Tuesday, August 17, 2010
The Tweet Smell of Excess
I am frequently asked why I don't have a Twitter account. I don't have any use for Twitter. Twitter is like an Ionesco play--140 characters searching hopelessly for meaning. Twitter is hundreds of thousands of minds without a single thought. It's the viewing audience for the Super Bowl with keyboards. Twitter fills the universe with mindless chatter, allowing everyone to be Maury Povich or Jerry Springer or a troop of baboons. It reflects the culture in ways that aren't especially flattering; it's a funhouse mirror that distorts reality and makes small minds seem large and the trivial seem important. Aside from reading HoseMaster of Wine, is there a bigger waste of time than Twitter? Sure, there's watching "Eat Pray Love," two hours of comma-tose (I preferred the Japanese original "Eat Play Rove"), and there's reading Lettie Teague, but not much else. Twitter is vuvuzelas played rectally. So don't expect to see the ol' HoseMaster on Twitter any time soon.
But if I were on Twitter, this might be what I'd Tweet...
@JayMcInerney Hmmm, JLoBrow, glad you loved Inception--not sure how much Cab Phelps put in it in '07.
DrinkNectar has something really important to say--"He's important!"
Love the new look over at Catavino! Like putting lipstick on a corpse!
WS admits mixup, put Meg Whitman on cover of "California's Greatest Winemaker" issue.
@HelenTurley I know! I can't believe WS insulted you. You're the Greatest Winemaker in The WORLD!
@JLaube I think she's buying it. I'll take a case of Marcassin Pinot Noir. I use it in my Prius every 5000 miles.
Can't wait for my new issue of Mutineer Magazine! Love how they never use words with more than three syllables.
@JayMcInerney Gamay is the grape used for Beaujolais. Camay is soap. Ellie May was on Beverly Hillbillies. Nitpickers!
Burying cowhorns in a vineyard to make better wine is like putting manure in a toreador's pants for a better bullfight.
@MarvinShanken Is that a Cigar in your mouth, or do you just really like racehorses?
Just loved the Vegan Wine Tasting today, sponsored by Natural Gas. You are what you eat!
@StephenTanzer You have a magazine???! Did you hear Parker's dead? Dr. Miller attending physician.
Catavino nominated for European Wine Blog Award in category Best Judges to Win European Wine Blog Award.
@LettieTeague Yeah, I know, he's pompous, but look at it this way, he makes you seem knowledgeable!
@JayMcInerney Yeah, I know, she's dull, but look at it this way, she makes you seem knowledgeable!

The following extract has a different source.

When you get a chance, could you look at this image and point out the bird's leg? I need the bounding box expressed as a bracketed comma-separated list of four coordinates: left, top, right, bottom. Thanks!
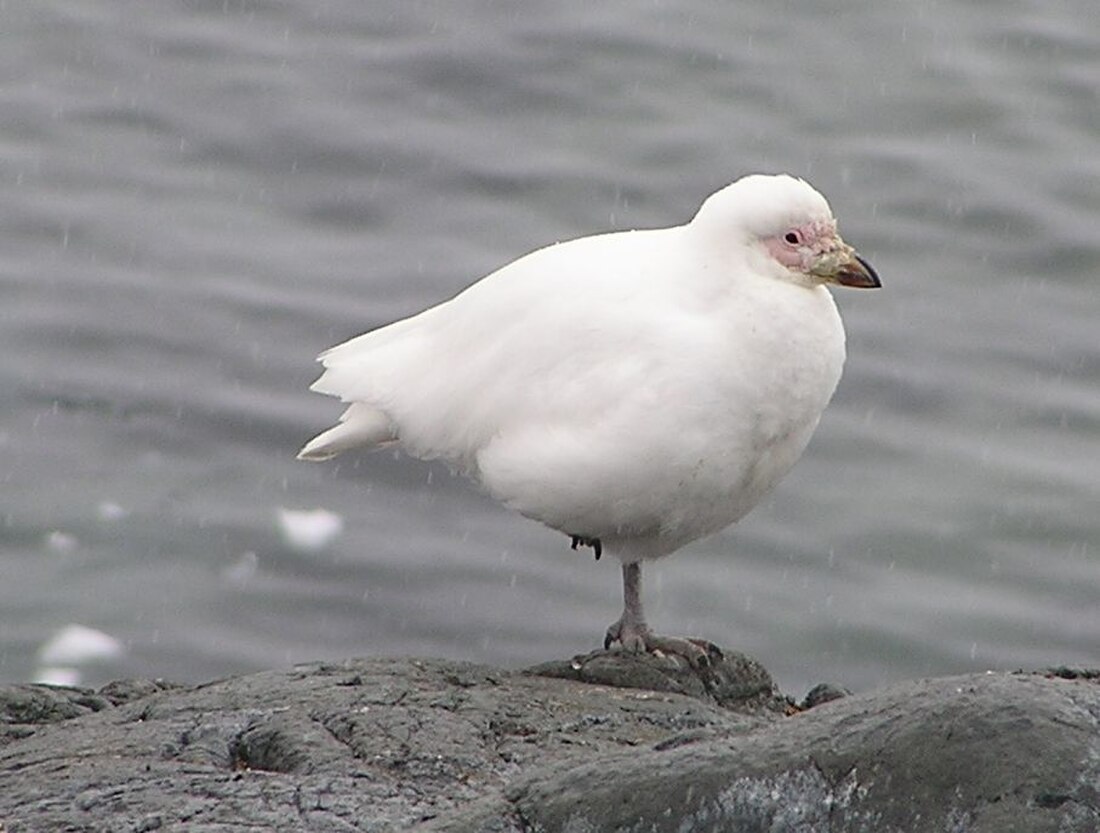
[604, 561, 710, 668]
[569, 535, 604, 561]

@GaryV Sure, I do remember your grandfather. Madman Muntz! Shame you don't have his class.
@HuckleberryJackson Just because "Matanzas" means "slaughterhouse" doesn't mean...
William Foley has announced his purchase of Wine Enthusiast magazine for $100 and a Fred Furth bobblehead doll.
@WilliamFoley Oh, well, easy mistake to make. He's the same size as a bobblehead doll.
@HuckleberryJackson Suggested brands to buy and ruin--Caymus, Silver Oak, Steve Heimoff.
@HuckleberryJackson Sorry, hadn't heard about STEVE! Congrats. "Heimoff" means "homeless" in German.
@SteveH Really? As in "Heimoff to see the Wizard?" Loved the "Lollipop Guild!"
@JayMcInerney Rupert called. Wants you to write expose of Free Radicals in Wine. Excoriate the liberal bastards!!!
@JayMcInerney Means "denounce"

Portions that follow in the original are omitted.